Outside linebacker Deion Jones is one of the more "below-the-radar" players in college football, but he might just have a bright future as a "WILL" in the NFL. Jones hits the hat trick of being an athletic, active, and instinctive linebacker who never has to come off the field. He isn't afraid to stick his nose in the run game but is strong enough in coverage to line up as a corner on some plays. Next to him is 6-2, 250-pound MLB Kendell Beckwith. Beckwith's trademark is his physicality in the run game and has a natural feel for timing his blitzes. He has a reputation as a smart player and is considered to be the leader of the LSU defense. If the Giants pass on Reggie Ragland in the first (or he isn't available), Beckwith would make for an intriguing option in the second round.

Oklahoma at Baylor (ABC, 8 p.m.) -- This is the one game on Saturday that could have distinct implications in the college post season. It is also the second week in a row that the Giants have had credentialed scouts at a Baylor game, so we're going to concentrate on that squad.

For a team that badly needs help on the defensive side of the ball to be following a team that doesn't really play defense, in a conference that doesn't really play defense, is interesting. There must be a player, or players, at Baylor that the Giants are intrigued with.

In all likelihood those players are Shawn Oakman and Andrew Billings. Both of these guys have traits that the Giants have been attracted to in the past, so let's take a closer look. Billings is the Baylor nose tackle, though he will likely play 3-technique in the pros. The Giants like their linemen to be "strong like tractor", and Billings certainly qualifies. He broke a 22-year-old high school weight lifting record with a combined lift of 2,010 pounds (805 squat, 500 bench press, 705 dead lift), and is now reported to have a Clean of more than 400 pounds. That's "strong" folks.

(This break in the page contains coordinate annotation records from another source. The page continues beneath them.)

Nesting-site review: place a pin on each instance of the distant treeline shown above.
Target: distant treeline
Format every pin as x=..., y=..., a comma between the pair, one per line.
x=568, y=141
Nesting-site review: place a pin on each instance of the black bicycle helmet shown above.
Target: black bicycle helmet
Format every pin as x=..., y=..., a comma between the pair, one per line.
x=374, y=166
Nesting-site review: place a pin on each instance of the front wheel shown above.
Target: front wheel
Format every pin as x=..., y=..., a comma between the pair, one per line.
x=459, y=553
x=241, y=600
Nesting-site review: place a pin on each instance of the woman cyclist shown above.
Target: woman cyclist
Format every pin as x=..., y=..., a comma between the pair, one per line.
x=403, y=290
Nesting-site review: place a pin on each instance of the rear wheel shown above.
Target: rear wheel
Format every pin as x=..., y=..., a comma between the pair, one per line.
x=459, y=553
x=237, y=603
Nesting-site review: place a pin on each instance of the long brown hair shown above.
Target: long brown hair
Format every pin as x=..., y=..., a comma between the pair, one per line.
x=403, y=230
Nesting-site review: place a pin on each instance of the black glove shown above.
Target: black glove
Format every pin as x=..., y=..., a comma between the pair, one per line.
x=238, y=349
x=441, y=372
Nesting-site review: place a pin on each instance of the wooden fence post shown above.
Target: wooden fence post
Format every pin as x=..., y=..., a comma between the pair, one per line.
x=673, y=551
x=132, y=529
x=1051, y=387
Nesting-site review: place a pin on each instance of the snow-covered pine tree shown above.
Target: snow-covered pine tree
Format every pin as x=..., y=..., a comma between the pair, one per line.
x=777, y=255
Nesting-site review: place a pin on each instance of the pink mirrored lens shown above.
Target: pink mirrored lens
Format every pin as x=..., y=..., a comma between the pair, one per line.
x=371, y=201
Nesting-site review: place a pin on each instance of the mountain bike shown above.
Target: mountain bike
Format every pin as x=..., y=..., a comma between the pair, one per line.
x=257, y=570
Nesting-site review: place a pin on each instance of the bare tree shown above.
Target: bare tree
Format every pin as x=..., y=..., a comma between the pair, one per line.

Oakman is the 6-9, 280-pound athletic freak defensive end you've heard about. Despite his size he is remarkably athletic, and plays with a high motor in pursuit. The problem with Oakman is that he isn't dominating every play against every offensive tackle he goes against, because with his length, athleticism, and raw power, he should be. Scouts will need to find out what his work ethic is like, whether or not he is constrained by the defensive scheme, how coachable he is, and whether or not he takes plays off. Oakman has truly rare athletic tools, and if he can unleash them with proper technique, he could be the next J.J. Watt.

Or he could be the next Vernon Gholston.

With the 21st Overall Pick of the 2016 NFL Draft, the New York Giants select ...

Shaq Lawson, Defensive End, Clemson

The Giants normally like their defensive ends be in the 6-4 to 6-6 range and have long arms. Guys like Justin Tuck, Mathias Kiwanuka, Jason Pierre-Paul, and Damontre Moore. The length is an advantage that, along with their quickness, lets them get their hands on offensive tackles first and quickly win.

Lawson is a bit different breed. He is more compactly built, but he combines natural leverage with power and athleticism into a package that is difficult for offensive tackles to stop while also holding up well in the run game. He reminds a bit of former Gamecock -- and current Charger -- Melvin Ingram in that way, though Lawson is a bit bigger. He can win with speed or power, and also has a spin move reminiscent of Nikita Whitlock's

The Giants need help on the edge, particularly if they decide against re-signing Robert Ayers. Shaq Lawson could be that guy.